Bionor is already planning the next study, Bioskill, which has a similar design but will take place in additional countries and include more patients – around 100-200, according to Mr Solomon. Slated to start in 2016, results could be available in around two years’ time.
Next up could be a triple combination, perhaps with the current flavour of the month, PD-1 inhibitors. “I think three is the magic number,” the chief executive says, comparing Bionor's approach to anti-retrovirals, which are usually given in combination.
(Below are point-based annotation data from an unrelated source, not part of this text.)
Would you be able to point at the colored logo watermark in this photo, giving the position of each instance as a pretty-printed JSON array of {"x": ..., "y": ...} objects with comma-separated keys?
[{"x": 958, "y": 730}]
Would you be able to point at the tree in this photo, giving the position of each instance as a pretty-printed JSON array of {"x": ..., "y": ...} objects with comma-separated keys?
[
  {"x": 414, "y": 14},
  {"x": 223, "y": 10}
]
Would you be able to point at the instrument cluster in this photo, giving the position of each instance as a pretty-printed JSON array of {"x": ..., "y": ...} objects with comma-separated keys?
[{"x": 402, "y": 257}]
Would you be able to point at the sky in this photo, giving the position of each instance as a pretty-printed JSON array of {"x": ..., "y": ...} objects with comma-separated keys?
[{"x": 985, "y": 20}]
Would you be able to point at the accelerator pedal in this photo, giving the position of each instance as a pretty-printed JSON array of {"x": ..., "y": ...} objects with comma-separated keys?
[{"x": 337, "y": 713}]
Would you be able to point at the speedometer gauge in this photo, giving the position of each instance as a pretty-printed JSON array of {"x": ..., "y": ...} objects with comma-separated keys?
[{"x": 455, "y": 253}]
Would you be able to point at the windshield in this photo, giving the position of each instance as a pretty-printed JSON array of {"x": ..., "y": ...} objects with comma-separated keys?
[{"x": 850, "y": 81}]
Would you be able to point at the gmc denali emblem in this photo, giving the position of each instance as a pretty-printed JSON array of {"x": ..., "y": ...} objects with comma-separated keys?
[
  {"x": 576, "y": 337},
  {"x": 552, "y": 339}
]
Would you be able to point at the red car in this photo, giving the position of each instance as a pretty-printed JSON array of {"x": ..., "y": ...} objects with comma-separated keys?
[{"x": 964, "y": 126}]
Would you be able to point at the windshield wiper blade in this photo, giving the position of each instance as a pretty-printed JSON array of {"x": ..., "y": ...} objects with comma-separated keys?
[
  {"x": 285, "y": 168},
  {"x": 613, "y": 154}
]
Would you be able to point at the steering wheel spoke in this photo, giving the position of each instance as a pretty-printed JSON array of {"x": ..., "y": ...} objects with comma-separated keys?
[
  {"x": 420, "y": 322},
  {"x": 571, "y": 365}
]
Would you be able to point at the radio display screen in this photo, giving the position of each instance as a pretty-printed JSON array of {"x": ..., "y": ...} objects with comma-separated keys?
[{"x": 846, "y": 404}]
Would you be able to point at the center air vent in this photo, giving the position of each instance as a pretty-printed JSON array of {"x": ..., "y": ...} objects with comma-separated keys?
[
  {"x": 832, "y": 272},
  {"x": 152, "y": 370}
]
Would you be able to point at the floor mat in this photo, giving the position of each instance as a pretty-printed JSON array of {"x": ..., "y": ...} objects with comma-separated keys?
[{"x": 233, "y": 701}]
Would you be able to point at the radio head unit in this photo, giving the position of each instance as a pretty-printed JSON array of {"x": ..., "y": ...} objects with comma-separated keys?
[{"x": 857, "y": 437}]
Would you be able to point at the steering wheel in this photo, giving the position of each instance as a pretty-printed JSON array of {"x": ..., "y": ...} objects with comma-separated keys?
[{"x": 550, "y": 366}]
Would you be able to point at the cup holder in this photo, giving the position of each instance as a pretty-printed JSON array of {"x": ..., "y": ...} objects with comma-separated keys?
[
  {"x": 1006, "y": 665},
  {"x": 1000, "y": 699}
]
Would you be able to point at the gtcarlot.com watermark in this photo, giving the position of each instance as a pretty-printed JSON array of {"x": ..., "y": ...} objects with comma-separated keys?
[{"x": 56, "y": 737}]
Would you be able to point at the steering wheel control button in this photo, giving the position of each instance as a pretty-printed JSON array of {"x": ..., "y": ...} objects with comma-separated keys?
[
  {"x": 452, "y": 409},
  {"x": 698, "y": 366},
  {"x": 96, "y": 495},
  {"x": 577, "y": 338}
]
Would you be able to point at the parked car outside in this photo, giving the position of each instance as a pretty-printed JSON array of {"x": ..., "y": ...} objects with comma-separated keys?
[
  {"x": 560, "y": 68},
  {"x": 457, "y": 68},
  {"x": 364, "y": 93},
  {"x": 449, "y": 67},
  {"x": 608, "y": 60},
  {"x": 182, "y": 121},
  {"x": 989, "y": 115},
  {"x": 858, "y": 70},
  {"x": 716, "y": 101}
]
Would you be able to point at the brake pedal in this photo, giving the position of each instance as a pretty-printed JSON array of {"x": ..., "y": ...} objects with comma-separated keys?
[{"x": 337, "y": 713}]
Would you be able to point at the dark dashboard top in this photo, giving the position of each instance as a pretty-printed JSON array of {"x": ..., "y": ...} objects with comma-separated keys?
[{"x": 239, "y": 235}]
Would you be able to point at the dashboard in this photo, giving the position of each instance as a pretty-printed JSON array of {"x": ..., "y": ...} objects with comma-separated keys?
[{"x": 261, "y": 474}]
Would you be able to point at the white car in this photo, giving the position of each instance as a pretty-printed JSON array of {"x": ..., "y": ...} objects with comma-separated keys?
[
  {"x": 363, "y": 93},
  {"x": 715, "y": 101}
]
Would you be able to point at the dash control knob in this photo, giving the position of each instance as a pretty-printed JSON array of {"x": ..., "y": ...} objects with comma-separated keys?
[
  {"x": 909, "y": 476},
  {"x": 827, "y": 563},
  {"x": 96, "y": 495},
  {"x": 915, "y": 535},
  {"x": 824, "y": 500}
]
“I would say the same is true in cure. Probably you need a latency reversing agent and an immunotherapy or a vaccine, and I would bet you also need an immunomodulatory agent. Maybe a neutralising antibody against HIV, maybe a PD-1 inhibitor.”
Even so, this “does not mean the combination of two drugs won’t be successful”, Mr Solomon adds. And positive results from the Bioskill trial might spur a partner to get involved.
Interested parties could include Gilead Sciences, Merck & Co and GlaxoSmithKline, which all have latency reversal agents that would play the same role as Istodax. Glaxo is already investigating the shock and kill approach in a joint venture with the University of North Carolina.
But although Bionor is talking to potential partners, Mr Solomon is adamant that the company wants to advance Vacc-4x on its own for a while longer. “Our strategy is to get more data, because then there’s more value for our company and shareholders.”
One compelling factor in favour of Bionor’s approach is likely to be cost. If Vacc-4x can keep patients virus-free for one to two years it could be administered annually for a few thousand dollars per course, compared with tens of thousands per year for the current gold-standard anti-retroviral therapy, HAART.
This would also make the vaccine an attractive option in the developing world – but the cost will likely need to be even lower there.
Even in wealthier nations, healthcare systems are desperate to save money, and patients also want to avoid the side effects and stigma of HIV medications. And in the US the battle against HIV/AIDS is far from being won, contended a recent NEJM article.
If these reasons do not convince big pharma to get involved, simple economics might. “Anti-retrovirals will go off patent [soon] and the big companies need something new,” Mr Solomon says. “We’re part of that feeding chain of innovation.”